Pour cette traditionnelle messe au courant de la semaine sainte, le cardinal avait choisi d’axer son homélie sur la Bonne Nouvelle que Jésus apporte aux « pauvres que nous sommes ». Ces pauvres, pour le cardinal, sont des « captifs et des aveugles puisque la Bonne Nouvelle libère les captifs, rend la vue aux aveugles et rend la liberté aux opprimés ». Pour Maurice Piat, « pour être francs, nous devons reconnaître que nous nous retrouvons tous quelque part parmi cette multitude de pauvres à qui Jésus veut apporter sa Bonne Nouvelle qui guérit de notre aveuglement et nous délivre de nos chaînes ».
Il devait ainsi faire allusion aux personnes accablées par des problèmes relatifs à la santé, la famille, le travail et les relations entre voisins. Le cardinal a aussi fait allusion à ceux qui « se sont laissés prendre dans les filets de la drogue, de l’alcool, des jeux de hasard, par curiosité peut-être ou parce qu’ils n’arrivaient plus à assumer une faiblesse, une souffrance et cherchaient une échappatoire ». Il s’est par ailleurs attristé de l’effet de la pornographie sur les jeunes et moins jeunes qui « comme une drogue rend aveugle sur la vraie beauté de l’amour humain ».
D’autre part, les pauvres à qui Jésus veut apporter la Bonne Nouvelle, selon le cardinal, ce sont aussi « ceux qui sont rejetés par la société parce qu’ils sont pauvres ou n’ont pas beaucoup d’éducation, parce que leur famille s’est brisée, qu’ils ont fait un séjour en prison ou sont porteurs du VIH/sida, parce qu’ils ont des enfants toxicomanes ou alcooliques. Souvent les mamans assument seules l’éducation des enfants et vivent dans une grande solitude, exposées à toute sorte d’exploitation ; elles se sentent comme enfermées dans une voie sans issue et ne peuvent plus voir la lumière au bout du tunnel ». De plus, outre les rejetés, il y a aussi ceux qui rejettent des personnes. « Aveuglés par des préjugés sociaux, ethniques, ou moraux, il y en a qui n’arrivent plus à voir la vraie valeur d’une personne humaine, ni à lui accorder le respect qu’elle mérite.

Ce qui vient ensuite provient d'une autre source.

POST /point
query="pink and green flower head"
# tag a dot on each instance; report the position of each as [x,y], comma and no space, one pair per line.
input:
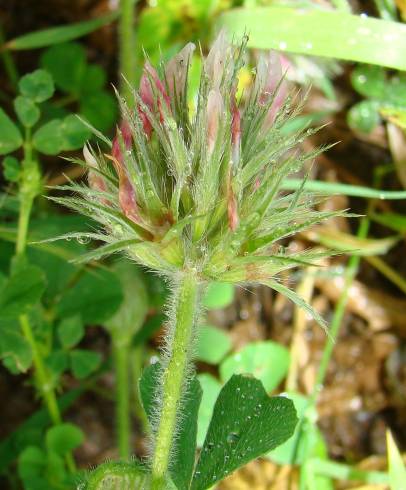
[203,188]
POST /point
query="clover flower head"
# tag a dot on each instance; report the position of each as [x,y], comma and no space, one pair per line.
[203,188]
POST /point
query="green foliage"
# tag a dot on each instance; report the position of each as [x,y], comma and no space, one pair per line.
[66,63]
[305,438]
[397,468]
[211,388]
[10,136]
[84,362]
[15,351]
[246,423]
[59,135]
[54,35]
[21,291]
[27,111]
[212,345]
[310,31]
[218,295]
[96,296]
[11,169]
[120,475]
[84,83]
[134,307]
[37,86]
[185,445]
[62,438]
[385,98]
[44,468]
[70,331]
[267,361]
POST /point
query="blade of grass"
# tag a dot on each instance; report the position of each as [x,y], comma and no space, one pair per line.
[330,188]
[356,38]
[60,34]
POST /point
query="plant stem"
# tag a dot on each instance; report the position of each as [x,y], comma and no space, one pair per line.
[121,359]
[127,47]
[136,363]
[174,374]
[29,189]
[43,383]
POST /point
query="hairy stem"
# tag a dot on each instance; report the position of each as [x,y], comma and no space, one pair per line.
[174,374]
[121,365]
[127,46]
[136,363]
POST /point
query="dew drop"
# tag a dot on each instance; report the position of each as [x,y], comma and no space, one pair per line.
[233,437]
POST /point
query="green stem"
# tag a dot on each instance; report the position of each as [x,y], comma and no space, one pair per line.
[136,362]
[174,374]
[121,364]
[350,273]
[127,47]
[29,189]
[43,383]
[8,61]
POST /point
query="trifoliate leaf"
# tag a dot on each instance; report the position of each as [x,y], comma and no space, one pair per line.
[71,331]
[67,64]
[26,110]
[267,361]
[10,136]
[246,423]
[37,85]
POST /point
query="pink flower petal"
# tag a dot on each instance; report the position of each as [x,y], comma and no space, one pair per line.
[176,70]
[215,63]
[214,112]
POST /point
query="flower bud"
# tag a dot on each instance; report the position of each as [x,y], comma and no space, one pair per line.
[215,63]
[232,211]
[214,112]
[268,80]
[125,133]
[95,180]
[176,71]
[235,130]
[151,92]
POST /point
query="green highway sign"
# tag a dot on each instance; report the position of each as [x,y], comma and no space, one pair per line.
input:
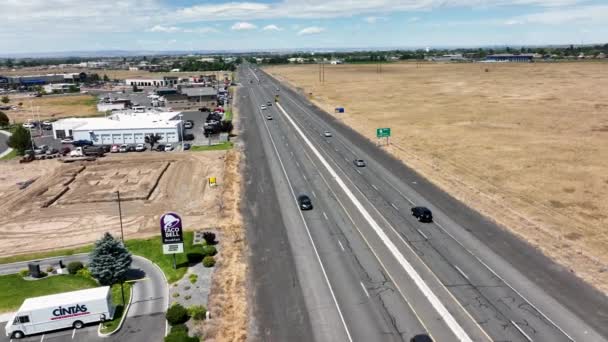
[383,132]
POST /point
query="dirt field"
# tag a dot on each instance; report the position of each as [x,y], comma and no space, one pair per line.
[524,144]
[52,107]
[73,204]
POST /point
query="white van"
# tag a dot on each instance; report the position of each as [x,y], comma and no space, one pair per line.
[63,310]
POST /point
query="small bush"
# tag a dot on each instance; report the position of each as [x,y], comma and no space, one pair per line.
[74,267]
[209,250]
[209,238]
[195,258]
[209,261]
[177,314]
[197,312]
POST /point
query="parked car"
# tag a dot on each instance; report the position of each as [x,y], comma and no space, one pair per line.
[304,202]
[359,162]
[423,214]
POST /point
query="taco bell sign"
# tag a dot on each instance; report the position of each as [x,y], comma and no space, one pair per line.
[171,232]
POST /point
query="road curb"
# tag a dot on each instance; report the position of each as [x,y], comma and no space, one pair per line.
[122,320]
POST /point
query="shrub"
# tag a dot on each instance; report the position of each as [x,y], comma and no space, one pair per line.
[209,261]
[209,250]
[177,314]
[74,267]
[209,238]
[195,258]
[197,312]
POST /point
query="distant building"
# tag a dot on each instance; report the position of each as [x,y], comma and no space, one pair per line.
[508,57]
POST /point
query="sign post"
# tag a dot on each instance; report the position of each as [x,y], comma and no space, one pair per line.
[172,236]
[383,133]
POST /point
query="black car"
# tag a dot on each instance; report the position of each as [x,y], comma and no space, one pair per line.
[423,214]
[304,202]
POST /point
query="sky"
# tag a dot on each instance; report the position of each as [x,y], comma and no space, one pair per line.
[30,26]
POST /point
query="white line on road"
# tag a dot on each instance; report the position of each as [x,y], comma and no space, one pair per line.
[461,272]
[449,320]
[341,247]
[521,331]
[421,233]
[364,289]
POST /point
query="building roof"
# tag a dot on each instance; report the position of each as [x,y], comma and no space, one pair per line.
[202,91]
[43,302]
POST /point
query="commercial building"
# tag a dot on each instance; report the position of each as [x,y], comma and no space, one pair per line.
[121,128]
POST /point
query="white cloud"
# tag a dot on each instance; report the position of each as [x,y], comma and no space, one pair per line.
[164,29]
[373,19]
[311,30]
[243,26]
[272,27]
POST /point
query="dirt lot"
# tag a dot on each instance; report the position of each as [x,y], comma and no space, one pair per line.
[524,144]
[52,107]
[73,204]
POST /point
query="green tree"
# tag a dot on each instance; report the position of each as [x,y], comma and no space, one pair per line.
[20,140]
[4,120]
[110,261]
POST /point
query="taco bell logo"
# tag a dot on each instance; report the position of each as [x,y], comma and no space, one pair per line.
[171,228]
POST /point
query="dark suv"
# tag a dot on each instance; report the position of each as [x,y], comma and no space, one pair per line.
[423,214]
[304,202]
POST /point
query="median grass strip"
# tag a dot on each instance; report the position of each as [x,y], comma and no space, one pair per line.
[110,326]
[219,147]
[14,289]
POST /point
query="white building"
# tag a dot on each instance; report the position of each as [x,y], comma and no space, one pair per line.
[121,128]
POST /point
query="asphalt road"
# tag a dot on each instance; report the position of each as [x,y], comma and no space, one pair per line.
[145,320]
[489,285]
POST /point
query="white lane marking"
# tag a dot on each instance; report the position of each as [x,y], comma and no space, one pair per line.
[503,280]
[522,331]
[364,289]
[421,233]
[461,272]
[314,247]
[412,273]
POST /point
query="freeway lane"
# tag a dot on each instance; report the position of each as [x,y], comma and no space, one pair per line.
[485,294]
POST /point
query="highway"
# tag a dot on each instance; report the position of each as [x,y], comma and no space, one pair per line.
[145,320]
[366,270]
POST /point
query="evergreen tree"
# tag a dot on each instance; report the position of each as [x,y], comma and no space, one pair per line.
[110,261]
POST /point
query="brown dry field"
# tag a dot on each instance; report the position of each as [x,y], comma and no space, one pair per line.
[524,144]
[73,204]
[52,107]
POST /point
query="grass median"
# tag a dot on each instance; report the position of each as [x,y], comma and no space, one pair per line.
[110,326]
[14,289]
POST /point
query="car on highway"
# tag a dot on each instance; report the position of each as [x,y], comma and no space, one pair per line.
[304,202]
[423,214]
[359,162]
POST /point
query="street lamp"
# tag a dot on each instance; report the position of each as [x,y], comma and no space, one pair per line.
[181,129]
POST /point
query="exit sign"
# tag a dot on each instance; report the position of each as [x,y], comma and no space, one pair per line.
[383,132]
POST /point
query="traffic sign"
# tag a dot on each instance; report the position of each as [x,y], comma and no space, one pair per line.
[383,132]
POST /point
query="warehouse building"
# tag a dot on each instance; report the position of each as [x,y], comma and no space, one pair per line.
[121,128]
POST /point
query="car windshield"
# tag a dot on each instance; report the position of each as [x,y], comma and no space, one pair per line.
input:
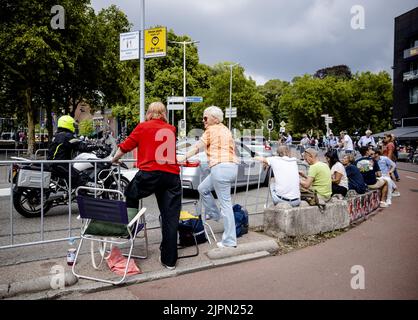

Ils restent enfermés derrière leurs murs et paralysés par la peur, ils ne peuvent plus s’engager sur les ponts qui conduisent à de belles rencontres humaines, à un partage fraternel entre personnes de culture ou de milieu social différents ».
La Bonne Nouvelle que Jésus nous apporte, selon le cardinal Piat, c’est « la miséricorde que Dieu offre gratuitement aux pauvres que nous sommes. C’est une miséricorde que Jésus exprime humblement au travers d’un geste de serviteur au dernier repas, à travers le soutien et l’encouragement fraternel accordé aux disciples dans le jardin de Gethsémani, à travers un regard posé doucement sur celui qui l’a renié et finalement par cette manière de se décentrer de lui-même au milieu de ses souffrances pour nous livrer des paroles de pardon et d’espérance ». Cette miséricorde, ajoute-t-il, « nous guérit de nos aveuglements et nous libère de ce qui nous rendait captifs ». Il devait inviter la société à témoigner à l’instar de Jésus de « la miséricorde par des gestes et des paroles simples qui sont à la portée de tous et que tous peuvent comprendre, par exemple, une main tendue à quelqu’un qui est dans le besoin, un partage, une amitié avec quelqu’un qui se sent rejeté, une manière d’accueillir avec douceur, de donner de son temps à quelqu’un qui me demande de l’écouter, une parole d’espérance devant la rechute d’une personne que nous accompagnons, une patience devant la lenteur de certains cheminements, un sourire, une tendresse, une proximité ».